In all her debates with herself over whether she should come to Boston to try to make her way on her own, she worried about leaving the family and feeling alone, but never once had she pondered the possibility that her stories would not sell. It seemed obvious to her that she had been put on the earth to be a writer. Nothing else held any interest for her. Teaching and housework strained her patience—they seemed the sort of occupations only a woman could do and she felt sometimes that she was very little like a woman. Sacrifice without the expectation of anything in return was the most lauded aspiration for a woman in her father’s mind, but Louisa didn’t think much of it as a goal, even if she could scarcely admit that point of view to herself. Why would God give a woman the talents and abilities mostly reserved for men if He did not want her to use them?
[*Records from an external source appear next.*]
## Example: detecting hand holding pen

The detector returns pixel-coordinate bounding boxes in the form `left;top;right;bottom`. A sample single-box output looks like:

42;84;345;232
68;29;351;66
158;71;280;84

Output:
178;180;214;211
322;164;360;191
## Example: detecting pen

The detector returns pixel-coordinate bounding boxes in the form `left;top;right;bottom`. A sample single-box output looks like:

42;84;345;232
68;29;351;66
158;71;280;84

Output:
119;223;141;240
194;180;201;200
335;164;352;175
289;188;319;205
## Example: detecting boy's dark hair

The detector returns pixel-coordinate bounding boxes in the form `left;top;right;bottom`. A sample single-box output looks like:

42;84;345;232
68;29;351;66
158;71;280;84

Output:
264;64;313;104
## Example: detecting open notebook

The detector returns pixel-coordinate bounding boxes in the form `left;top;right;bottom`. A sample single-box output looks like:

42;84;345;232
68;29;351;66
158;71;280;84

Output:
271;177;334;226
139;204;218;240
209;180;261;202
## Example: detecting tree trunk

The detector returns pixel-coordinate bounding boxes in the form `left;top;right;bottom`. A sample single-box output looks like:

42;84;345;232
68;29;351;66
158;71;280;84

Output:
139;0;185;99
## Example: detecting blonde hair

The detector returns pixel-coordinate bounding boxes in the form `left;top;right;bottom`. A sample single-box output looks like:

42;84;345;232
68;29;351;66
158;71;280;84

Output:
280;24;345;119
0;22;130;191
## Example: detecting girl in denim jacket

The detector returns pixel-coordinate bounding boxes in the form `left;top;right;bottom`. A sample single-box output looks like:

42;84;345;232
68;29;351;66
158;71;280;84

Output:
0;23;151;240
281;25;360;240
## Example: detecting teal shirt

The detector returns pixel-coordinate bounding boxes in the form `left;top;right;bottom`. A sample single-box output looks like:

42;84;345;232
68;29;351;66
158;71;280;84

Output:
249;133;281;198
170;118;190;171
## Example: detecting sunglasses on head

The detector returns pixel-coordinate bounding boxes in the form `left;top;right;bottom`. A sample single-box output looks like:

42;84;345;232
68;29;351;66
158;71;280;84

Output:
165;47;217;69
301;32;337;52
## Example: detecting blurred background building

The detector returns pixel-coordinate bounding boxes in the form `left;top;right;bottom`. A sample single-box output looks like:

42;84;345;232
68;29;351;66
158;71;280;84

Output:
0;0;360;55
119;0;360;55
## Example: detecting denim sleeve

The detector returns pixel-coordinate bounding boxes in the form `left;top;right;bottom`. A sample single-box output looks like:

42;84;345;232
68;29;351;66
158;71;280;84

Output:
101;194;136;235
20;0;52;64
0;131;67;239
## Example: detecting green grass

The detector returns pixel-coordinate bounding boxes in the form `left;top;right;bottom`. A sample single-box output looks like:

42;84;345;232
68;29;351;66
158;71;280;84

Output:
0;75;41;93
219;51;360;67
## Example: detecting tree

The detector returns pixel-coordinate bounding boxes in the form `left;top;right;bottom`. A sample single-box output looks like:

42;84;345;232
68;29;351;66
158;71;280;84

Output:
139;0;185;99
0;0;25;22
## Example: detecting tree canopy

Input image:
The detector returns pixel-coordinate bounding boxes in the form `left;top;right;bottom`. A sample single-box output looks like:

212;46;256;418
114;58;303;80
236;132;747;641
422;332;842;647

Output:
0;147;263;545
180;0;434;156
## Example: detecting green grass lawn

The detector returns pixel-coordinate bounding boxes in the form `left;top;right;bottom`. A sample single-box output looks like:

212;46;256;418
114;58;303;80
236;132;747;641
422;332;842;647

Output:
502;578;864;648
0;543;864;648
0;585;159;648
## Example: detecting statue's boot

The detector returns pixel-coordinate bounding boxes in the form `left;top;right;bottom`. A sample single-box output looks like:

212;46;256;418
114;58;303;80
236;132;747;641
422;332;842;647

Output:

But in Louisa’s experience, no matter how much one wished and prayed, God was not going to come down and pay the rent. She reached into the pocket of her dress and felt around for the slip of paper Bronson had given her. She had only two dresses for daytime, and she’d switched back and forth between them since arriving, merely spot cleaning the front and hem to avoid the trouble and expense of laundry. The paper was right where she’d left it.
Louisa told herself to bear up, for it was all in the service of her writing. If she could earn enough money, she could stay in Boston. Back at Mrs. Reed’s she wrote out a message to Mrs. Clarke, offering her services as seamstress, and sent Caroline to deliver it.